Former Ogilvy executive pleads guilty to overbilling

NEW YORK - A third Ogilvy & Mather executive working on the anti-drugs account has been charged with conspiring to defraud the US government and has pleaded guilty.

Peter Chrisanthopoulos, former president of broadcasting and programming at O&M, is reported to have pleaded guilty last week to falsifying time sheets and instructing other, unnamed, Ogilvy employees to do the same.

Two other former Ogilvy executives have also been charged but have vehemently protest their innocence. They are Thomas Early, who resigned from his role chief financial officer of Ogilvy & Mather New York the day after he was charged, and Shona Seifert, who was an executive group director at O&M at the time but is now president of TBWA\Chiat\Day in New York.

Chrisanthopoulos worked at Ogilvy & Mather and later at sister WPP Group agency MindShare, but left in 2000 to join the television company Pappas Telecasting as chief operating officer for marketing and sales.
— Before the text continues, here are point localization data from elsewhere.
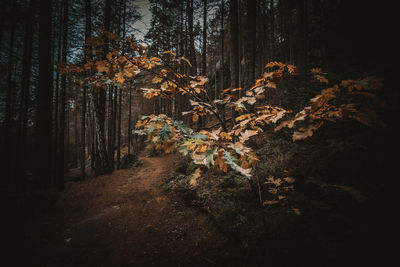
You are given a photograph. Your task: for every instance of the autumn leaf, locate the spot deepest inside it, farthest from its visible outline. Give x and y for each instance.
(157, 79)
(186, 60)
(244, 136)
(195, 117)
(321, 78)
(289, 180)
(270, 202)
(102, 66)
(169, 52)
(195, 175)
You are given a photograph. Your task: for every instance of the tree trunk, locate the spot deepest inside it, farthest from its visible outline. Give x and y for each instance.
(204, 54)
(129, 118)
(44, 98)
(102, 165)
(234, 53)
(61, 141)
(8, 112)
(272, 37)
(302, 31)
(192, 51)
(88, 55)
(119, 130)
(250, 44)
(24, 103)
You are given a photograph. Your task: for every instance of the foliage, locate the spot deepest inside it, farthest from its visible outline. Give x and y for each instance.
(224, 146)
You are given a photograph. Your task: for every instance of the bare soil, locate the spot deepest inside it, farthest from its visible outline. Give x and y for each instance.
(127, 219)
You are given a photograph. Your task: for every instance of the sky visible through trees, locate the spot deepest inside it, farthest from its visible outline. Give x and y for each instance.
(198, 132)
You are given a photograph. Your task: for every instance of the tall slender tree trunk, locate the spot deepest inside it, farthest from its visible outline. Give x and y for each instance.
(129, 118)
(119, 130)
(61, 142)
(204, 54)
(302, 31)
(222, 47)
(272, 37)
(44, 98)
(9, 99)
(234, 44)
(249, 43)
(2, 19)
(192, 51)
(102, 165)
(24, 103)
(88, 55)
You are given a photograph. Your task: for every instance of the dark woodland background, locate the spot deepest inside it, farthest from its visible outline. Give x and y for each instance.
(50, 135)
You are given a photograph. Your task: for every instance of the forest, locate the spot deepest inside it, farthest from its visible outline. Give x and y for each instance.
(198, 132)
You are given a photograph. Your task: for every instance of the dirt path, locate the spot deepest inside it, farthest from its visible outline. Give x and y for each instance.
(127, 219)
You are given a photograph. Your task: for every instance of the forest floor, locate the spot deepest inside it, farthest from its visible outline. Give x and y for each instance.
(126, 219)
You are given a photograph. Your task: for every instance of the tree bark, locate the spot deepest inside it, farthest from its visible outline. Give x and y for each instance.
(61, 141)
(204, 54)
(102, 165)
(250, 44)
(234, 45)
(192, 51)
(88, 55)
(8, 110)
(44, 98)
(25, 84)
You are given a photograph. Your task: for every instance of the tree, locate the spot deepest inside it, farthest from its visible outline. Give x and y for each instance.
(44, 98)
(234, 46)
(25, 94)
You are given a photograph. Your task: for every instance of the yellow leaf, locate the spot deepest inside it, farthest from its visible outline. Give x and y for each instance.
(120, 78)
(296, 210)
(194, 177)
(157, 79)
(102, 66)
(289, 180)
(322, 79)
(226, 136)
(270, 202)
(195, 117)
(169, 52)
(273, 191)
(186, 60)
He was promoted to president and chief operating officer last year but resigned from the job on January 12.

The charges stem from Ogilvy & Mather's work on the US government's anti-drugs campaign to which it was appointed five years ago.

Individuals stand accused of ordering employees to revise timesheets inflating the number of hours that had been spent on the campaign, as well as telling staff to record a specific percentage of their time on the account whether or not they were working on it.

Ogilvy has paid $1.8m to the government to settle charges and does not itself face legal action.

In a statement, the agency said: "A plea by a former employee who left the company in 2000 was expected. Like the indictments against two former employees last month, it is related to billing mistakes for which Ogilvy compensated the government in a settlement announced two years ago."